The next sketch sucked. It’s about a princess (Gadot) who I guess is poor for reasons I must have missed when I wasn’t paying attention to the opening voiceover. A trio of mice (Bryant, McKinnon, Mooney) make her a dress for some fancy ball, but here’s the thing: The dress looks like shit. When she refuses to wear it out, they make fun of her for being poor. It’s actually pretty vicious and weird! Bennett comes in as her date, learns that the mice made her the dress, and asks Bryant out to the ball instead. But why?, the princess asks. “Oh sorry, I don’t date poor chicks. It gets messy real fast.” Wow!

The next sketch also sucked. I don’t really want to get into it but it Alex Moffat plays some spy-type dude making an exchange with some other spy-type lady (Gadot), who I guess is holding some valuable flash drive for ransom, and for some reason they’re doing the exchange over video chat, and the chat keeps cutting out and switching to this webcam channel where Bryant and Strong do gross stuff for money, and, I don’t know, it keeps switching back and forth between the two channels, muddying up the deal, and then Moffat accidentally wires the ransom money to the webcam ladies, and also Thompson and Luke Null are in the sketch too.

Then Sam Smith sings another song. God bless you, Sam Smith!
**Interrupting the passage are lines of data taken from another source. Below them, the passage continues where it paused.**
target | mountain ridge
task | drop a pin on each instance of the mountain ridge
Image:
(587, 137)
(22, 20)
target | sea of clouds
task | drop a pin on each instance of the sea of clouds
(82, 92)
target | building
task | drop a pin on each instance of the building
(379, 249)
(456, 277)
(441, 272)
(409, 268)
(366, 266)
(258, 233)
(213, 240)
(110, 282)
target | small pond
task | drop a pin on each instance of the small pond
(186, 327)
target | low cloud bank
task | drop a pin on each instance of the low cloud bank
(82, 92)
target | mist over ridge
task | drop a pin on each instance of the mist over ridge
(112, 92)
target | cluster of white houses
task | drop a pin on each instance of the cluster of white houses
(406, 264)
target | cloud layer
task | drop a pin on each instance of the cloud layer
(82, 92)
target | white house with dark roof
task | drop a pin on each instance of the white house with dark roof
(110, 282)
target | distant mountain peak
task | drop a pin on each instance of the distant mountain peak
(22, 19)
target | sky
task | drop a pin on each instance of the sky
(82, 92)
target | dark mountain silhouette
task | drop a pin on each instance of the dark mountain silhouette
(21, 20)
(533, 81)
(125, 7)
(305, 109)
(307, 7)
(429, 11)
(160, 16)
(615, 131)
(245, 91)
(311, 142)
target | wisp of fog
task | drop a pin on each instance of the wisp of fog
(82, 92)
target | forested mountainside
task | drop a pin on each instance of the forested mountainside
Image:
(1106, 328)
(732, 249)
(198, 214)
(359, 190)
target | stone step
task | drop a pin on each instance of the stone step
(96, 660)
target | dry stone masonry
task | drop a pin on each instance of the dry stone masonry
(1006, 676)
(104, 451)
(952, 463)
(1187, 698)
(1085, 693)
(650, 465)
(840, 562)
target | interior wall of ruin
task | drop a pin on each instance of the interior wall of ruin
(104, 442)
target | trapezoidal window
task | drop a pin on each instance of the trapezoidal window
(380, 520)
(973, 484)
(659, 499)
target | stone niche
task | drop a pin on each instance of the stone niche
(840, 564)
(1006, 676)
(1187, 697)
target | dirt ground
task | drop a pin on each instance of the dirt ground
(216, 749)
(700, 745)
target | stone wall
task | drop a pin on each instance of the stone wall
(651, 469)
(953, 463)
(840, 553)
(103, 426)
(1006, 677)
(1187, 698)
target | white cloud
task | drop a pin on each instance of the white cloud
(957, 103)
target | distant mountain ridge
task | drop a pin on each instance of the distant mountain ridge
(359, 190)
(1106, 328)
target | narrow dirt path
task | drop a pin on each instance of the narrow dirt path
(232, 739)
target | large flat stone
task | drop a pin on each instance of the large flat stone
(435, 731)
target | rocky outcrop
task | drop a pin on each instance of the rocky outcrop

Finally we arrive at the Wonder Woman parody, sort of. Diana (Gadot) is hanging out on Themyscira with her fellow Amazons when two women (McKinnon and Bryant) pull up in a rowboat. The bit is that they think the Amazons, like them, are lesbian, that this is an island full of lesbians, an island where they can live the rest of their lives happily boning hot women, but it turns out it’s not, none of the Amazons are gay, even though they do rough-house a lot and admire each other’s bodies and all that. The joke is also that Gadot is really hot and they want to fuck her, so it’s very frustrating for them when she lays their heads on her breasts in a sort of sympathetic gesture that doesn’t track logically but hey, clearly someone wanted Gadot to say “tits.” She offers to make out with McKinnon, to see if she feels anything, and they kiss, and everyone cheers!, but she doesn’t feel anything, so McKinnon and Bryant leave the island. An animation shows them ending up at the Greek Island of Lesbos, ha ha. I don’t know who wrote the sketch and but it very much played like the most obvious male fantasy you could fantasize about an island of powerful women warriors. If it was in fact a woman’s fantasy, still I gotta question the choice to give this episode yet another sketch where the joke is that women are hot.

In the episode’s final sketch, Gadot plays a daytime talk show host whose schtick, I guess, is solving problems with tough love. In this case she brings on a tough-guy cop-type character (Thompson) to deal with a rebellious teenage girl (Heidi Gardner) who hates her mom (Bryant) and also is addicted to straws (this was funny enough). He threatens to take her away to his boot camp and asks if she’d like that, if she’d like it if he were her daddy. The joke of the sketch is she takes this literally—she does want a daddy, because, you see, she has no father figure, which apparently is why she misbehaves—and then so does everyone else, and he gets pressured into adopting her.

That’s it, that’s the end of the show.